Au loin dans la plaine sous les tertres des anciens rois.
Rumeurs de vieilles batailles et d’anciennes querelles.
Sous l’œil de la lune les combats reprennent sans cesse.
Spectatrice impuissante du triste du spectacle qui se déroule.
Au fin fond de ce monde, au fin fond de nos âmes.
Au loin dans le royaume des ombres, sous la terre des hommes.
Rumeurs des damnés qui hurlent dans les limbes.
Sous les yeux des démons et des esprits ancestraux.
Spectateurs silencieux de notre déchéance.
Au fin fond des vallées, au fin fond de ce monde.
Au loin dans la plaine sous les tertres des anciens rois.
Gronde la rumeur de leur réveil, gronde la rumeur de leur retour.
Sombre destin qui s’annonce, sombre avenir qui se dévoile.
Sanglant devenir de l’humanité qui coure à sa perte.
Au fin fond des tranchées, au fin fond du charnier.
Au plus prés du front sous la terre se cachent les hommes.
Grondent les armées qui se mettent en marche vers la mort.
Sous les masques les visages tremblent d’effroi.
Sous les masques s’insinue la terreur et la haine.
Au fin fond des choses il se cache ce qu’ il ne faudrait jamais trouver.
Au fin fond des choses il y a des secrets à ne jamais découvrir.
Les secrets doivent rester ce qu’ ils sont, brides de mystères enfouis dans les mémoires.
Les légendes enflamment les esprits et déchaînent les guerres entres les peuples.
Flottent les étendards de ces armées mythiques au vent des croyances et des espoirs.
Les soldats se tiennent prêt et font face à l’assaillant ; prêt au sacrifice pour la gloire.

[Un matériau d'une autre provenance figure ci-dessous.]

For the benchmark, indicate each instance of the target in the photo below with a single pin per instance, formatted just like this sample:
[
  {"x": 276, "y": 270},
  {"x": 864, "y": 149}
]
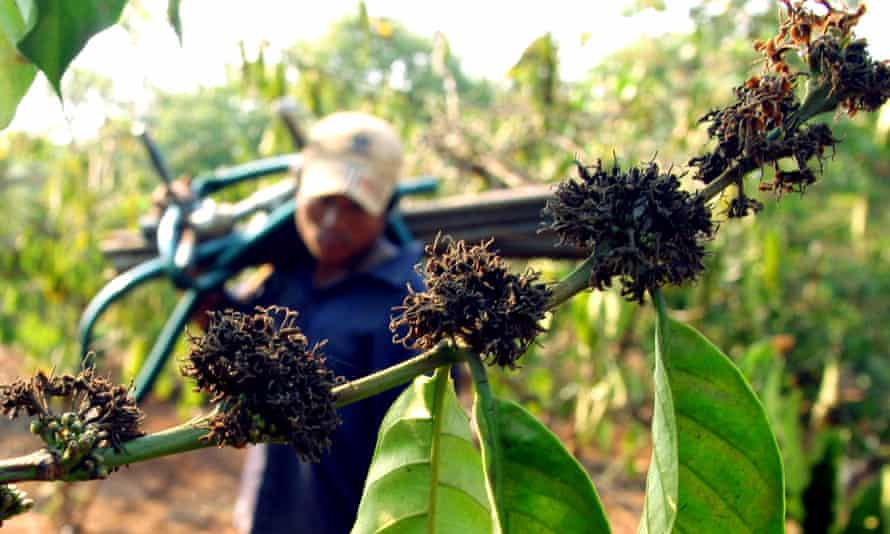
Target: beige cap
[{"x": 352, "y": 154}]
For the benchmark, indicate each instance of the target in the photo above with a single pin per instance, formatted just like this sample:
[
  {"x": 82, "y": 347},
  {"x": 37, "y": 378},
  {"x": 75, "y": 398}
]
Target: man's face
[{"x": 336, "y": 230}]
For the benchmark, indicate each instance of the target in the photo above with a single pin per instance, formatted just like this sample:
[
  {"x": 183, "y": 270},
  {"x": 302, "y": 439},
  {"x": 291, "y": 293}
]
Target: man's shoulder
[{"x": 401, "y": 267}]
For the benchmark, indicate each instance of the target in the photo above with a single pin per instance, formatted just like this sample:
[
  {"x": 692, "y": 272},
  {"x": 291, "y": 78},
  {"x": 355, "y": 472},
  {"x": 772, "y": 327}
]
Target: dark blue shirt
[{"x": 281, "y": 494}]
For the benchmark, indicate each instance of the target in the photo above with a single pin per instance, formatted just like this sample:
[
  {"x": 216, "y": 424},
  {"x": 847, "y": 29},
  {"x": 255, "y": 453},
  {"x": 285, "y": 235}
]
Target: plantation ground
[{"x": 192, "y": 492}]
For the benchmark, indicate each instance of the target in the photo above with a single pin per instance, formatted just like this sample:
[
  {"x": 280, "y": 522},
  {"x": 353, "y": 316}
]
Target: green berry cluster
[{"x": 100, "y": 415}]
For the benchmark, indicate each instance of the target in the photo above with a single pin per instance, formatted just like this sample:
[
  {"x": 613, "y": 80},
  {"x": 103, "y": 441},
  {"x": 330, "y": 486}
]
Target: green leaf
[
  {"x": 61, "y": 31},
  {"x": 543, "y": 487},
  {"x": 715, "y": 465},
  {"x": 870, "y": 513},
  {"x": 426, "y": 475},
  {"x": 174, "y": 19},
  {"x": 16, "y": 72}
]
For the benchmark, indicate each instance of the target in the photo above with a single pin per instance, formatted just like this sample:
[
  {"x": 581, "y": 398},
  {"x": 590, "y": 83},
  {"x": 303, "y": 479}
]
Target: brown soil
[{"x": 187, "y": 493}]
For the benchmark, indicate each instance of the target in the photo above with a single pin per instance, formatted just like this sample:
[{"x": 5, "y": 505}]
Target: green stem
[
  {"x": 396, "y": 375},
  {"x": 42, "y": 465},
  {"x": 486, "y": 415},
  {"x": 577, "y": 281},
  {"x": 440, "y": 379}
]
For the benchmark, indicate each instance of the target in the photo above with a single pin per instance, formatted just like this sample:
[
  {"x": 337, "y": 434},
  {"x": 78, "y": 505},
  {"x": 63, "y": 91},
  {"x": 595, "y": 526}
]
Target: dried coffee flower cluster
[
  {"x": 472, "y": 297},
  {"x": 13, "y": 501},
  {"x": 270, "y": 385},
  {"x": 766, "y": 124},
  {"x": 639, "y": 224},
  {"x": 100, "y": 414},
  {"x": 837, "y": 60}
]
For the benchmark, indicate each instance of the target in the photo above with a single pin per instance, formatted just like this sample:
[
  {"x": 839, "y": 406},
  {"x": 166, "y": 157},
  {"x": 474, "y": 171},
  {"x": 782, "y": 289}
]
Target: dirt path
[{"x": 187, "y": 493}]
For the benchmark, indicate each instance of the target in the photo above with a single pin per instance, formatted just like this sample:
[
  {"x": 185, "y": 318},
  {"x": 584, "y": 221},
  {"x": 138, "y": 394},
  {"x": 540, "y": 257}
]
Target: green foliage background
[{"x": 799, "y": 296}]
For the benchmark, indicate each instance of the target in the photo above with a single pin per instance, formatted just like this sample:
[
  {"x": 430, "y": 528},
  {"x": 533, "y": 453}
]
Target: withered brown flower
[
  {"x": 471, "y": 296},
  {"x": 269, "y": 383},
  {"x": 640, "y": 226}
]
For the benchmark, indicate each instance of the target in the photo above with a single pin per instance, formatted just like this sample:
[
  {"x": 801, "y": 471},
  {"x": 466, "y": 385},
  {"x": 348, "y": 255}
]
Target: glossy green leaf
[
  {"x": 715, "y": 464},
  {"x": 870, "y": 513},
  {"x": 543, "y": 488},
  {"x": 16, "y": 72},
  {"x": 61, "y": 31},
  {"x": 426, "y": 475}
]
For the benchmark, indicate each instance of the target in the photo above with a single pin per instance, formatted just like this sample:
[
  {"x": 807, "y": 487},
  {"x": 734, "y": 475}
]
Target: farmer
[{"x": 344, "y": 294}]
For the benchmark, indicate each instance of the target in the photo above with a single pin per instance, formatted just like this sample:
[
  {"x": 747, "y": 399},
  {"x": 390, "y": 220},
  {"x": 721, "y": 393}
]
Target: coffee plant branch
[{"x": 45, "y": 465}]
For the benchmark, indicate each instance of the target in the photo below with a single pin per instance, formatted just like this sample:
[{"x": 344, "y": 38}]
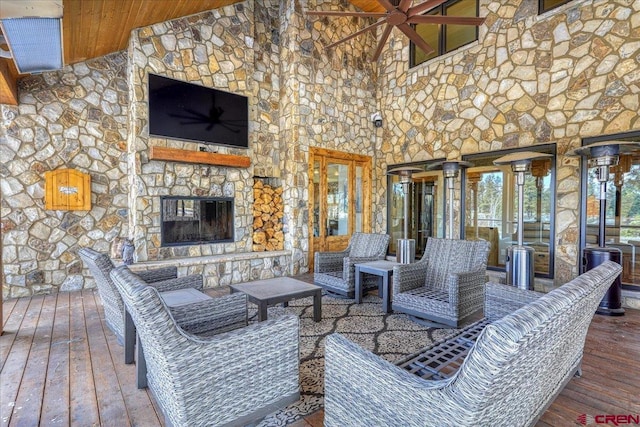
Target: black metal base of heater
[{"x": 611, "y": 304}]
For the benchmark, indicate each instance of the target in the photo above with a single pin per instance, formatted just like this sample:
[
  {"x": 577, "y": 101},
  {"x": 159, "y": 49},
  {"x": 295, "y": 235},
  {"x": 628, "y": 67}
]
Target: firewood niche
[{"x": 268, "y": 210}]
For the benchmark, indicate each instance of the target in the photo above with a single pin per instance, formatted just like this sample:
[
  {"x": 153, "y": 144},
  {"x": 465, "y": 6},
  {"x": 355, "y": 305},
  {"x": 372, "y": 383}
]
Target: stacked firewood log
[{"x": 268, "y": 211}]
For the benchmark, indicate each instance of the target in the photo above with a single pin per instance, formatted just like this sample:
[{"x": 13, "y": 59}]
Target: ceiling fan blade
[
  {"x": 446, "y": 20},
  {"x": 415, "y": 38},
  {"x": 422, "y": 7},
  {"x": 387, "y": 5},
  {"x": 404, "y": 5},
  {"x": 357, "y": 33},
  {"x": 381, "y": 43},
  {"x": 337, "y": 13}
]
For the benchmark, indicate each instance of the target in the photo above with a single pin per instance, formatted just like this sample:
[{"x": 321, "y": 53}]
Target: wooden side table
[{"x": 384, "y": 270}]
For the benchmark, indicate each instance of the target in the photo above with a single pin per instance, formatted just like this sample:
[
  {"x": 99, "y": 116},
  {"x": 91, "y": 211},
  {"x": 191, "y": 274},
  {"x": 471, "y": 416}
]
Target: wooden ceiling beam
[{"x": 8, "y": 83}]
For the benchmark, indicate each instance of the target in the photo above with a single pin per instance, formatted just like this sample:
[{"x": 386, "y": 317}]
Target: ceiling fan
[{"x": 401, "y": 16}]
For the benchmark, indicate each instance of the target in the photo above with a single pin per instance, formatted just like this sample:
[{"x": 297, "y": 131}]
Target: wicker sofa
[
  {"x": 528, "y": 350},
  {"x": 100, "y": 266},
  {"x": 233, "y": 378}
]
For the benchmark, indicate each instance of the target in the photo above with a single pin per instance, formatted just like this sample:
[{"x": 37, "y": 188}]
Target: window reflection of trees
[{"x": 496, "y": 206}]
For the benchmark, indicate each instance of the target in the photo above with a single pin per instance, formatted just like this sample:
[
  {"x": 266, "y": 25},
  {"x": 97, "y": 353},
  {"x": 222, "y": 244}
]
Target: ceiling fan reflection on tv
[
  {"x": 401, "y": 16},
  {"x": 214, "y": 118}
]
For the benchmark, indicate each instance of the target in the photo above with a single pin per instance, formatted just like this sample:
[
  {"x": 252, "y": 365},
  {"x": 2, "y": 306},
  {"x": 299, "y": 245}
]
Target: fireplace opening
[{"x": 189, "y": 220}]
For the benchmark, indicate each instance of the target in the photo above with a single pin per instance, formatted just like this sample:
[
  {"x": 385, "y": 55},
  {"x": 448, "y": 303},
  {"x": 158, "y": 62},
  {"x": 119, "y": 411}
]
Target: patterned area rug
[{"x": 391, "y": 336}]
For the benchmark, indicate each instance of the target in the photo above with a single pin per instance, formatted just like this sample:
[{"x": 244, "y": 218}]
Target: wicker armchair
[
  {"x": 513, "y": 372},
  {"x": 446, "y": 285},
  {"x": 232, "y": 378},
  {"x": 100, "y": 266},
  {"x": 335, "y": 271}
]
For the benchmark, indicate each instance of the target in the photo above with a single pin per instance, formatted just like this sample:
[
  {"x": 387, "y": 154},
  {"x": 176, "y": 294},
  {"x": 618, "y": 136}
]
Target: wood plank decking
[{"x": 61, "y": 365}]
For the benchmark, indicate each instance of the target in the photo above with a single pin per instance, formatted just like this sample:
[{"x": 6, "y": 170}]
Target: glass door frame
[
  {"x": 439, "y": 207},
  {"x": 551, "y": 149}
]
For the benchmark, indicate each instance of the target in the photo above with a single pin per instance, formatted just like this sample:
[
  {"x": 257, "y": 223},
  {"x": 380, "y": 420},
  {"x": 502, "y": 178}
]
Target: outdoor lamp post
[
  {"x": 406, "y": 252},
  {"x": 604, "y": 155},
  {"x": 450, "y": 170},
  {"x": 520, "y": 258}
]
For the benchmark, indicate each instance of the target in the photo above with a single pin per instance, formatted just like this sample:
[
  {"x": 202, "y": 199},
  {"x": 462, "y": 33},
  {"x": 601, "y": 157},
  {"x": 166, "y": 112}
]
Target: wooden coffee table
[{"x": 268, "y": 292}]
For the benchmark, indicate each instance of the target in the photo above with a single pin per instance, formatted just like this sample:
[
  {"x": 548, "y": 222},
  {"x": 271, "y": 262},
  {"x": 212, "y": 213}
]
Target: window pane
[
  {"x": 491, "y": 202},
  {"x": 431, "y": 35},
  {"x": 316, "y": 198},
  {"x": 359, "y": 197},
  {"x": 426, "y": 208},
  {"x": 550, "y": 4},
  {"x": 622, "y": 229},
  {"x": 337, "y": 199},
  {"x": 459, "y": 35}
]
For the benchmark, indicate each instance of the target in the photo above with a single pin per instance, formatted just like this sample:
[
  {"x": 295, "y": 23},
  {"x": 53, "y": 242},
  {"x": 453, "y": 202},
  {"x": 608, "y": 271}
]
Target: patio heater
[
  {"x": 406, "y": 252},
  {"x": 520, "y": 258},
  {"x": 450, "y": 170},
  {"x": 604, "y": 155}
]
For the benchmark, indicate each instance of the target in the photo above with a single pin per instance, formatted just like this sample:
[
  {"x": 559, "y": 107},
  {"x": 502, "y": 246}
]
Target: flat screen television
[{"x": 196, "y": 113}]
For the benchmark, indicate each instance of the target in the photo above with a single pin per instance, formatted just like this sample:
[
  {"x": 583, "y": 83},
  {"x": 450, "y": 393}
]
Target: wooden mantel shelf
[{"x": 202, "y": 157}]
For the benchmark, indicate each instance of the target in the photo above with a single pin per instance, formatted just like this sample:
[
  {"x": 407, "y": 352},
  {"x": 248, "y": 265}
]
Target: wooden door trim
[{"x": 324, "y": 155}]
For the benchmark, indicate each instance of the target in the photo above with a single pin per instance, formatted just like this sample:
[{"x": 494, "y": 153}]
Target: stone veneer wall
[
  {"x": 327, "y": 99},
  {"x": 571, "y": 73},
  {"x": 73, "y": 118},
  {"x": 214, "y": 49}
]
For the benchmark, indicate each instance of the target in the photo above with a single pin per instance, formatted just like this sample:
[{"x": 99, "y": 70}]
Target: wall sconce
[{"x": 376, "y": 119}]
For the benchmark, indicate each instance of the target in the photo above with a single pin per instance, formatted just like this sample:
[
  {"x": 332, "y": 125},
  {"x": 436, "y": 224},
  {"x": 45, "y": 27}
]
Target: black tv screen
[{"x": 196, "y": 113}]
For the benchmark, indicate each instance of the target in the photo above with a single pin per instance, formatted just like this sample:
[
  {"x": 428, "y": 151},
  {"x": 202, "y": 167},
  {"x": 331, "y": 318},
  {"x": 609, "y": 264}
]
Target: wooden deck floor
[{"x": 60, "y": 365}]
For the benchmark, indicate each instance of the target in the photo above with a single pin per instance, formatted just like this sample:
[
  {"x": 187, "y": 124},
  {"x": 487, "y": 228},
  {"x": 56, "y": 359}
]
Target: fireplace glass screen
[{"x": 189, "y": 220}]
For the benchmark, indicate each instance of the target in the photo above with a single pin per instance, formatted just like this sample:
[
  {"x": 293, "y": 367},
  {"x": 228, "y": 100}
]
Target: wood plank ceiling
[{"x": 98, "y": 27}]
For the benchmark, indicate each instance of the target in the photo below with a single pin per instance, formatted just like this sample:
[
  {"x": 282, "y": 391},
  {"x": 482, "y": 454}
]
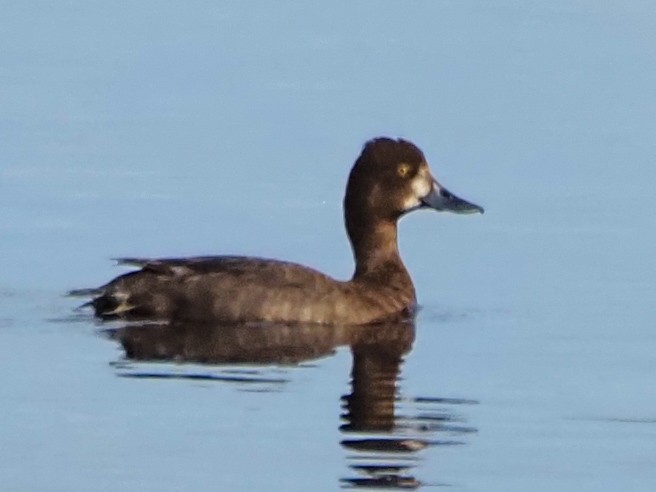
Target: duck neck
[{"x": 375, "y": 248}]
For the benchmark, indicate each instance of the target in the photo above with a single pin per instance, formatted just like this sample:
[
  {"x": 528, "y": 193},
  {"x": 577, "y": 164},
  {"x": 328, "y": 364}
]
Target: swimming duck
[{"x": 389, "y": 179}]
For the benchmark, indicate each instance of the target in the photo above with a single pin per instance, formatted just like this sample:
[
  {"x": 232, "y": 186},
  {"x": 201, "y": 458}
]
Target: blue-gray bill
[{"x": 443, "y": 200}]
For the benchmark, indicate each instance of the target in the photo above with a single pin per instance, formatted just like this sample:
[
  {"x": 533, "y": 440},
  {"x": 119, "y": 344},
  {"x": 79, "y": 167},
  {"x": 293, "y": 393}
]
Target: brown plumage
[{"x": 389, "y": 179}]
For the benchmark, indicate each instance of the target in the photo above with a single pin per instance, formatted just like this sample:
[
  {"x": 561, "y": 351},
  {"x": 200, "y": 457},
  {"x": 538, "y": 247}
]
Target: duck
[{"x": 390, "y": 178}]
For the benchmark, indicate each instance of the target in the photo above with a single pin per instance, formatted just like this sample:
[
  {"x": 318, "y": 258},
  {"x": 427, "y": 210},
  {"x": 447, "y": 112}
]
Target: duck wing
[{"x": 219, "y": 288}]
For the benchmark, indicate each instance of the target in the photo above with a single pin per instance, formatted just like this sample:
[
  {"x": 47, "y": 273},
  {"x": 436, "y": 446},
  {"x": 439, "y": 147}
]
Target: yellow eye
[{"x": 403, "y": 170}]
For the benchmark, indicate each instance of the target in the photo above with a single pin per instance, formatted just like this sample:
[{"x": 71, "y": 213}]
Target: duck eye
[{"x": 403, "y": 170}]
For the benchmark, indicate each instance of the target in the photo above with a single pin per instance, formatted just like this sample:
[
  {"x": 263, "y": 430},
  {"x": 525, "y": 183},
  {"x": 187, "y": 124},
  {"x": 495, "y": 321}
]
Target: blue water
[{"x": 163, "y": 129}]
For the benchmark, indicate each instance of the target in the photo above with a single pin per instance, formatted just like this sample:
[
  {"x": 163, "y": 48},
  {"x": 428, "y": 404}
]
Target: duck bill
[{"x": 443, "y": 200}]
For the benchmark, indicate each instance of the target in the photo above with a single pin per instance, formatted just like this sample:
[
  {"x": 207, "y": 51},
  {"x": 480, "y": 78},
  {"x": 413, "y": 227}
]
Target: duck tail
[{"x": 92, "y": 292}]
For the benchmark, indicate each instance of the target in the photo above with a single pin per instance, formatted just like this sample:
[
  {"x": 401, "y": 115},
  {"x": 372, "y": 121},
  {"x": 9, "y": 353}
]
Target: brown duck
[{"x": 389, "y": 179}]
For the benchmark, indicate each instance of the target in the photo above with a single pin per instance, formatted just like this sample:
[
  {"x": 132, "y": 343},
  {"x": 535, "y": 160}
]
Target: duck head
[{"x": 391, "y": 178}]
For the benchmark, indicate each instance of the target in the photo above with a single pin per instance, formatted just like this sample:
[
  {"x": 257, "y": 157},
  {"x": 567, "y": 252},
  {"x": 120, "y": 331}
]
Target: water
[{"x": 156, "y": 129}]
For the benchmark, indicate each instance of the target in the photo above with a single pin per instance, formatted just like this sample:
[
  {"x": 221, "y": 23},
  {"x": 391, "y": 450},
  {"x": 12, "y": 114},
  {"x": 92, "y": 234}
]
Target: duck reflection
[{"x": 383, "y": 446}]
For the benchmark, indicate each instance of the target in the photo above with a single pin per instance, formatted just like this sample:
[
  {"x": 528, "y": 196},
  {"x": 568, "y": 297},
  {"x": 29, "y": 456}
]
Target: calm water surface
[{"x": 157, "y": 129}]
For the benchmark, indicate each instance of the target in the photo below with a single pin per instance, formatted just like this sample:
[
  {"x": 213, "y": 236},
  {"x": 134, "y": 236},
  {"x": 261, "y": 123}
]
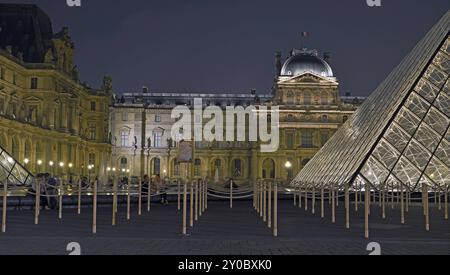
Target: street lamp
[
  {"x": 51, "y": 163},
  {"x": 70, "y": 165},
  {"x": 39, "y": 163},
  {"x": 288, "y": 166}
]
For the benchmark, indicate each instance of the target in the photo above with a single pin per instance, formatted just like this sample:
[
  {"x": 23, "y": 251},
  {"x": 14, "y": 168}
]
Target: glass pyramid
[
  {"x": 13, "y": 172},
  {"x": 400, "y": 135}
]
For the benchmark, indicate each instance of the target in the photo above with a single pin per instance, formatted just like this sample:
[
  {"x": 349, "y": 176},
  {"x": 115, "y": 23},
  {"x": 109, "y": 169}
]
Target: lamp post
[
  {"x": 70, "y": 165},
  {"x": 51, "y": 163},
  {"x": 288, "y": 166},
  {"x": 39, "y": 163},
  {"x": 89, "y": 173},
  {"x": 61, "y": 166}
]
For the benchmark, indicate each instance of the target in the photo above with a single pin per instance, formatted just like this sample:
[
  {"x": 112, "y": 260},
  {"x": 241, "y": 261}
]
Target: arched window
[
  {"x": 123, "y": 163},
  {"x": 28, "y": 150},
  {"x": 176, "y": 168},
  {"x": 15, "y": 148},
  {"x": 156, "y": 166},
  {"x": 307, "y": 139},
  {"x": 124, "y": 138},
  {"x": 237, "y": 168},
  {"x": 324, "y": 98},
  {"x": 304, "y": 162},
  {"x": 307, "y": 98},
  {"x": 197, "y": 167},
  {"x": 268, "y": 169}
]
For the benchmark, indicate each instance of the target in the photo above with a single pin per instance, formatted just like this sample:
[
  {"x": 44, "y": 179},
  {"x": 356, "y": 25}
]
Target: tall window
[
  {"x": 176, "y": 168},
  {"x": 324, "y": 98},
  {"x": 15, "y": 148},
  {"x": 123, "y": 163},
  {"x": 92, "y": 132},
  {"x": 34, "y": 83},
  {"x": 237, "y": 168},
  {"x": 124, "y": 138},
  {"x": 91, "y": 158},
  {"x": 156, "y": 166},
  {"x": 197, "y": 167},
  {"x": 124, "y": 116},
  {"x": 307, "y": 139},
  {"x": 324, "y": 137},
  {"x": 157, "y": 139},
  {"x": 307, "y": 98},
  {"x": 32, "y": 113},
  {"x": 290, "y": 140}
]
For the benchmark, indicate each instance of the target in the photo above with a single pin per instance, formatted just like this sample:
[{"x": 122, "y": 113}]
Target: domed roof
[{"x": 304, "y": 61}]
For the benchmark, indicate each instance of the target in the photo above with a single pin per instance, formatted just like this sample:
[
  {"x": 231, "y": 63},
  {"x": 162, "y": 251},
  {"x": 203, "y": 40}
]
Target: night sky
[{"x": 229, "y": 45}]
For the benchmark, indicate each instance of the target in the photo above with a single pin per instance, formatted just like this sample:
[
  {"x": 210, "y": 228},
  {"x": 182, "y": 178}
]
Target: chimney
[
  {"x": 278, "y": 63},
  {"x": 327, "y": 57}
]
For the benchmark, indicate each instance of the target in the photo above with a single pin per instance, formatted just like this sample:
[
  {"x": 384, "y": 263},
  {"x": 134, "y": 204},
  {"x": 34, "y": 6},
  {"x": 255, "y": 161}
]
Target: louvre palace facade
[{"x": 52, "y": 122}]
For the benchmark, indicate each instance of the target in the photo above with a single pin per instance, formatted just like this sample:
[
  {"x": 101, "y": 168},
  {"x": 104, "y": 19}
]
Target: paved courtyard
[{"x": 223, "y": 231}]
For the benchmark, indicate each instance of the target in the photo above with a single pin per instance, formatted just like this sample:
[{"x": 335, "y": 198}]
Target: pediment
[
  {"x": 32, "y": 99},
  {"x": 308, "y": 78}
]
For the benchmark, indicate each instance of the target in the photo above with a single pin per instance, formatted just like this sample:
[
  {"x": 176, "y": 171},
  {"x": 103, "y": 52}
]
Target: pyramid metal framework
[
  {"x": 13, "y": 173},
  {"x": 400, "y": 135}
]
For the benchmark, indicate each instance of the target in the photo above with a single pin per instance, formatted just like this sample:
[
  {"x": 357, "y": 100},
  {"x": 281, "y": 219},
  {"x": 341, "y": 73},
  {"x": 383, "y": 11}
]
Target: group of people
[
  {"x": 48, "y": 188},
  {"x": 159, "y": 186},
  {"x": 48, "y": 185}
]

Face à face les armées engagent se dévisagent, les héros se préparent à la batailles.
Les rangs s’enfoncent sous la charge et le sang retourne à la terre.
Les morts sont nombreux et les survivants agonisent entre deux corps.
La mort est partout présente, les charniers et les fosses se remplissent.
Au loin dans le ciel, tournent les rapaces dans l’attente du repas qu’ ils feront.
Au loin dans le ciel, tournent les nuages de cette tornade de haine qui plane sur nos têtes.
Au loin dans ce ciel si sombre les anges contemplent la terre et les hommes quelle porte.
Au loin dans ce ciel de charbon les anges contemplent l’homme et sa déchéance.